Serbians vote in snap election, ruling party set to secure another term By Reuters

Serbians vote in snap election, ruling party set to secure another term By Reuters

© Reuters. People stand next to a pre-election billboard of the opposition coalition ‘Serbia Against Violence’ in Belgrade, Serbia, December 14, 2023. REUTERS/Zorana Jevtic

BELGRADE (Reuters) – Serbians will cast their votes on Sunday in a snap election seen as an effort by President Aleksandar Vucic and his populist Serbian Progressive Party (SNS) to secure another four-year term, after two mass shootings earlier this year rattled their popularity.

A total of 18 parties and alliances are vying for the support of the 6.5 million-strong electorate for 250 seats in the parliament. The threshold for entering the parliament is 3% of votes. Polls will open at 7 a.m. (0600 GMT) and close at 8 p.m. (1900 GMT).

Two mass shootings in May, resulting in 18 deaths, including nine elementary school students, triggered street protests that shook Vucic and the SNS’s decade-long grip on power in the Western Balkan republic. The dissent was exacerbated by rising inflation, standing at 8% in November.

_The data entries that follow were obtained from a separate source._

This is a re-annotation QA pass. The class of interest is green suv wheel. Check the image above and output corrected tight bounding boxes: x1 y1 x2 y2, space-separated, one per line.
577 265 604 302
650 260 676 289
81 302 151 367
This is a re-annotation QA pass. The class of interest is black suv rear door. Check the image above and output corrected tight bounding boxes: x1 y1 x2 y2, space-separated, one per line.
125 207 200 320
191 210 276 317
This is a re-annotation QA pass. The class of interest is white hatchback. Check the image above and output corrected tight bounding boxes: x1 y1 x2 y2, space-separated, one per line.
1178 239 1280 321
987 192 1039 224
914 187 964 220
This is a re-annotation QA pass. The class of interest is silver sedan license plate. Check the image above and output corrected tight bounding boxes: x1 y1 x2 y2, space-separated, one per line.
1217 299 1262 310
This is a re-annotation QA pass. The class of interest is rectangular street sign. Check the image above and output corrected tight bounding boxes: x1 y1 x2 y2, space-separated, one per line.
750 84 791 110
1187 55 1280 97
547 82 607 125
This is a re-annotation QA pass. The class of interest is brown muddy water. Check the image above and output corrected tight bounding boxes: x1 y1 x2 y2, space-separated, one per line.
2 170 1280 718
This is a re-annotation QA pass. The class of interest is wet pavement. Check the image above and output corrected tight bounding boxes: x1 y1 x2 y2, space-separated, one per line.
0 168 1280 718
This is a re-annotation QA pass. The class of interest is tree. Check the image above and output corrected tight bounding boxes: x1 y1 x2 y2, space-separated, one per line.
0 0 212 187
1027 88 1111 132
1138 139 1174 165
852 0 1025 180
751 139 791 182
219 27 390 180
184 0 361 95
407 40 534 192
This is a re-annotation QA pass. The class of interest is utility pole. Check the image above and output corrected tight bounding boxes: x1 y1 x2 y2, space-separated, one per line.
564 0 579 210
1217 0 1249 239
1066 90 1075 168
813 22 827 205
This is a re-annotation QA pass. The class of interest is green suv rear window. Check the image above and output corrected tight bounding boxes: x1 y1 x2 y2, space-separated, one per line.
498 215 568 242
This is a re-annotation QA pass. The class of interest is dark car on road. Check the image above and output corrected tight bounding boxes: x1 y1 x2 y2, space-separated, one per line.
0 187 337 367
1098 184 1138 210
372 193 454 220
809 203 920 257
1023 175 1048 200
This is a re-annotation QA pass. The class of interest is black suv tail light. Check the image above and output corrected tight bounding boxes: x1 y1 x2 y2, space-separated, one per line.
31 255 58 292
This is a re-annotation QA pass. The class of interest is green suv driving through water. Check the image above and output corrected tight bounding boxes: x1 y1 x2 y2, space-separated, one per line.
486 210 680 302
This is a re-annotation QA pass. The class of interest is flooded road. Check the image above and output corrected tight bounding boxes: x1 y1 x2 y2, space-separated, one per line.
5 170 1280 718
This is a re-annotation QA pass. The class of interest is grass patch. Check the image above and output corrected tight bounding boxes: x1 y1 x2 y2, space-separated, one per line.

Opposition parties and rights watchdogs also accuse Vucic and the SNS of voter bribery, stifling media freedoms, violence against opponents, corruption, and ties with organised crime. Vucic and his allies deny these allegations.

The Dec. 17 parliamentary election, the fifth since 2012, coincides with local votes taking place in most municipalities, the capital Belgrade and the northern province of Vojvodina.

A recent pre-election opinion poll by the Nova Srpska Politicka Misao website placed the SNS in the lead with 39.8% of the vote, followed by the centre-left Serbia Against Violence alliance at 25.6% and the Socialist Party (SPS) of outgoing Foreign Minister Ivica Dacic, a long-time SNS coalition partner, with 8.9%.

“A strong electoral performance by SNS would reinforce policy continuity,” Teneo Intelligence said in a note on Thursday.

“It might give more political space to pursue unpopular compromises on issues like lithium mining or negotiations with Kosovo, especially with no national-level elections scheduled until 2027.”

Serbia, a candidate to join the European Union, must first normalise relations with Kosovo, its former predominantly Albanian province that declared independence in 2008 after a late 1990s guerrilla uprising. EU-brokered talks between Belgrade and Pristina are stalled, and tensions remain high.

Serbia must also root out corruption and organised crime, liberalize the economy, and align its foreign policies with those of the EU, including introduction of sanctions against Russia — a traditional ally of Belgrade — due to its invasion of Ukraine.

First unofficial results by pollsters, based on a vote count in a nationwide sample of polling stations, are expected after 9 PM (2000 GMT). Exit polls are prohibited by law. The state election commission is expected to announce full results in the days after.